23andMe Sisters: Finding a Sibling Through DNA Testing

A Troy mom of two shares her story of how one of her adopted daughters discovered a sister she never knew she had through 23andMe.

I was standing in line for the pirate ship ride with Suzi at Cedar Point when my phone rang. It was my other daughter Patti, also in the park, but in line with my husband Bill at a much scarier ride. The words tumbled out of her in a joyful scream. Her biological sister, from China, had emailed her. Her 100 percent biological sister is Rachel, she’s 18, and she lives in Florida!!!

We couldn’t believe it!

Bill and I adopted Patti and Suzi from China in the early 2000s. Unlike with most domestic and some international adoptions that are open, China’s are closed. Abandoning a child is illegal, so parents did it anonymously. Patti was found in a police station; Suzi on a town square. There was no easy way to find their biological families. We knew that.

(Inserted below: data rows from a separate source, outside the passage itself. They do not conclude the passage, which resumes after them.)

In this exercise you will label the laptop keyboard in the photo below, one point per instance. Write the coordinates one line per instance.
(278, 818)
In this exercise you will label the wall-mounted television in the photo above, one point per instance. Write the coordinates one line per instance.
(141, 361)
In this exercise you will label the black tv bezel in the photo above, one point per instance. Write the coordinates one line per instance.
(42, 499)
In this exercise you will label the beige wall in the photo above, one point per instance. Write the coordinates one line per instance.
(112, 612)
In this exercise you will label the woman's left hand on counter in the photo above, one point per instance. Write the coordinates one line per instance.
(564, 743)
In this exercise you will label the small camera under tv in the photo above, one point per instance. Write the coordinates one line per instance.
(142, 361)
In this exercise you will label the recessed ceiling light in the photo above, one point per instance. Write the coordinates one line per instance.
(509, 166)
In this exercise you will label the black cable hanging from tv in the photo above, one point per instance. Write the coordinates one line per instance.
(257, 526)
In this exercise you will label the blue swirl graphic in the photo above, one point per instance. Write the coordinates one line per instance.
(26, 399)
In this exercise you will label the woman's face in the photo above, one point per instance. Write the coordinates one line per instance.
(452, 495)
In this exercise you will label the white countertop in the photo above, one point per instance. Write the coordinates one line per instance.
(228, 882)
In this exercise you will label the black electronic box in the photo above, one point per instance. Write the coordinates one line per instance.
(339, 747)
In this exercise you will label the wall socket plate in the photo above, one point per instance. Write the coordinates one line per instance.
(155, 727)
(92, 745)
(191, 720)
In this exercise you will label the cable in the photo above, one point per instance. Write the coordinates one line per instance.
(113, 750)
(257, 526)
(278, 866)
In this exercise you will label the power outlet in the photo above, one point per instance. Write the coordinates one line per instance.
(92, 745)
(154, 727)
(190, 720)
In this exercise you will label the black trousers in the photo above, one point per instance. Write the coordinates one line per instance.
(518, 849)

So when Patti wanted to get her DNA analyzed by 23andMe, with the possibility of finding a family member, I happily agreed. But I also worried about getting her hopes up. What were the chances that her probably impoverished family in China had sent their DNA to this American company? Not good. It hadn’t even occurred to us that she would have a sister, also adopted, here in the U.S., but it probably should have. A week doesn’t go by without a news story about DNA matching blowing away yet another family’s secrets.

On that summer day in 2017, we all vowed to meet Rachel and her adoptive mom as soon as possible. We returned to our day at Cedar Point and then to the regular rhythm of our lives.

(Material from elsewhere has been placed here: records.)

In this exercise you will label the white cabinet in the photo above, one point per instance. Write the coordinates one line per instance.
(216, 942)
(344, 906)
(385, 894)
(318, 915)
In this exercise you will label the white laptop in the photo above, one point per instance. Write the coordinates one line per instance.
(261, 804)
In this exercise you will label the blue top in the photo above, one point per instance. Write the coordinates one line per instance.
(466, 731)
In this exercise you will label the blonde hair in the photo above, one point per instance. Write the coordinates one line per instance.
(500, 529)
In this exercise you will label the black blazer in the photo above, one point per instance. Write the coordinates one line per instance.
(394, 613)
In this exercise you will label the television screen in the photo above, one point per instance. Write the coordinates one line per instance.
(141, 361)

But Patti and Rachel got to know each other. They texted and FaceTimed. Patti learned that Rachel is just a year older, that she lives in Florida but attends The George Washington University in Washington, D.C., and that her mother is the same rowdy, political-type mom as me. How amazing, my husband and I thought!

For Suzi, though, this new biological sister has been understandably unsettling. How can Suzi, after years of sibling squabbles, compare to a shiny new sister? I’ve asked people to be sensitive, but Suzi often overhears folks ask Patti, “What’s it like to find your ‘real’ sister!?” But Suzi is OK. She’s dealing nicely with it.

Rachel’s mother moved to Maryland to be closer to her only daughter at college in D.C., so this year we hoped to take a vacation, meet Rachel and her mother and see my sister in Virginia. It was a chance to hang out with family new and old, biological and not. But the summer of 2019 was not what we expected. Suzi was diagnosed with a frightening illness that we are still treating. She could not travel. We could not leave her. And suddenly the only way Patti could go to meet Rachel would be to go alone.

And so she did.

Patti flew to and from Washington, D.C. alone, stayed with my sister, and drove herself through D.C. traffic every day for a week to hang out with her new sister. Patti reports the experience was weird and wonderful. And it made her incredibly happy.

And while I know that’s true, the meeting has brought some sadness to Patti. I believe the biggest fight of Patti’s life has been to convince herself that her abandonment, the loss of her biological family, and growing up thousands of miles from the land of her birth meant absolutely nothing to her. I think it was never true. And it certainly isn’t true to her now. Patti likes and loves Rachel, the sister she met at 18. But Rachel is also exigent proof that she has lost a great deal.

Some day in the future, our whole family will meet Rachel and her mom. I’m really looking forward to it. But I think it may have been better that Patti met Rachel the way she did. They hung out in and around the city, just the two of them, without us around to dilute the experience.

I’m sure she learned far more about Rachel than she has told me. But that’s fine. They are sisters who by human politics, economics, laws and decisions made were never meant to find each other. But they did.

Rachel and Patti’s relationship is precious, and belongs just to them.